Monday, March 7, 2016

Mystery Monday: The Disappearance of the L-8's Crew

Mystery Monday: The Disappearance of the L-8's Crew

When the U.S. entered WWII, the Navy took over the operation of Goodyear’s five commercial blimps to use them in patrolling for submarines and delivering goods. They were also equipped with two 350 pound bombs.

Blimps (or air ships) are nothing more than inflated bags. The East coast base for these unusual flight craft was located in Lakehurst, NJ (the site of the Hindenburg crash), and the West coast base was located on Treasure Island in San Francisco Bay. With one exception, the blimps were used successfully throughout the war; most notably in conjunction with Doolittle’s Raiders.

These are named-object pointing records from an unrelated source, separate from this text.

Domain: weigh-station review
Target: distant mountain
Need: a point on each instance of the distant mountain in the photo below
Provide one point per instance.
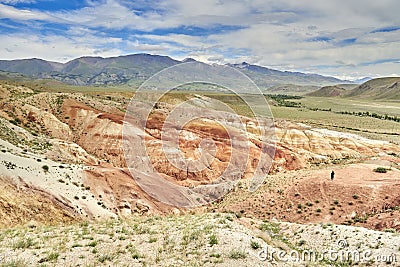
(134, 69)
(381, 88)
(328, 91)
(291, 89)
(265, 77)
(362, 80)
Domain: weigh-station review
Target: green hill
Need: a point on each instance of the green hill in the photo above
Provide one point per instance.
(380, 89)
(328, 91)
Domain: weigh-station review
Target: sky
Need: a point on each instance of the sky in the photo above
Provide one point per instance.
(348, 39)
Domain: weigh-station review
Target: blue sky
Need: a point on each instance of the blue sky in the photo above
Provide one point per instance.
(341, 38)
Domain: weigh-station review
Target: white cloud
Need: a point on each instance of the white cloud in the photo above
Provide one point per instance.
(21, 14)
(54, 48)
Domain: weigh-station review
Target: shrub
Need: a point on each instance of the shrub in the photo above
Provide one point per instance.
(213, 240)
(254, 245)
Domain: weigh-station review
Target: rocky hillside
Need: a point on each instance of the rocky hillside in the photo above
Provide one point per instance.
(197, 240)
(69, 146)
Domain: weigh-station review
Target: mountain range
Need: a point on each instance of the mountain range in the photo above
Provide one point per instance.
(136, 68)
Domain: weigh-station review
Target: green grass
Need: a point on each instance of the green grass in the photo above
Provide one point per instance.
(368, 127)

At 6:03 AM on August 16, 1942, the L-8 lifted off from Treasure Island with a two man crew.
Normally, flights use three men, but at the last minute the mechanic was ordered to stand down because the craft was too heavy having been coated in moisture from the day’s cool fog. By all accounts, pilot Lt. Ernest DeWitt Cody, and co-pilot Ensign Charles E. Adams were both highly skilled flying airships, so the flight should have gone off without a hitch.

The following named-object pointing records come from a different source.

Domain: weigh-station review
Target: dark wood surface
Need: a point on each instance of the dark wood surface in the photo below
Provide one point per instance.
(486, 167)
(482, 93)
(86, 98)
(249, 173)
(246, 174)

Unfortunately that is not the case.

When the blimp crashed onto the golf court on Belleview Avenue in Daly City shortly before noon, both men were missing, and the door to the gondola was latched open. The Navy conducted an extensive search followed by an inquest that raised more questions than answers.

  • The radio was in working order and set to the proper frequency at the time of the crash. If the men were in trouble why didn’t they call for help?
  • The engines were also operating at the time of the crash. The men could have made it back to Treasure Island.
  • Weather was shown not to be a factor, and evidence indicated the blimp had not come in contact with the ocean.
  • There was plenty of weight, including fuel, which could have been jettisoned if there was a problem.
  • The briefcase containing the codes was still locked in place. Procedures called for the men to dump the case into the ocean if they were in trouble.
  • Two of the five water-activated smoke bombs were missing. Had the men found a submarine they somehow fell prey to?
  • The door was latched open, but this could only be done from the outside and certainly not while flying.

The Navy’s final determination was that the men had simply fallen out of the gondola. They were listed as missing, and a year later declared dead.

My heart goes out to the men’s wives who never learned what really happened to their husbands.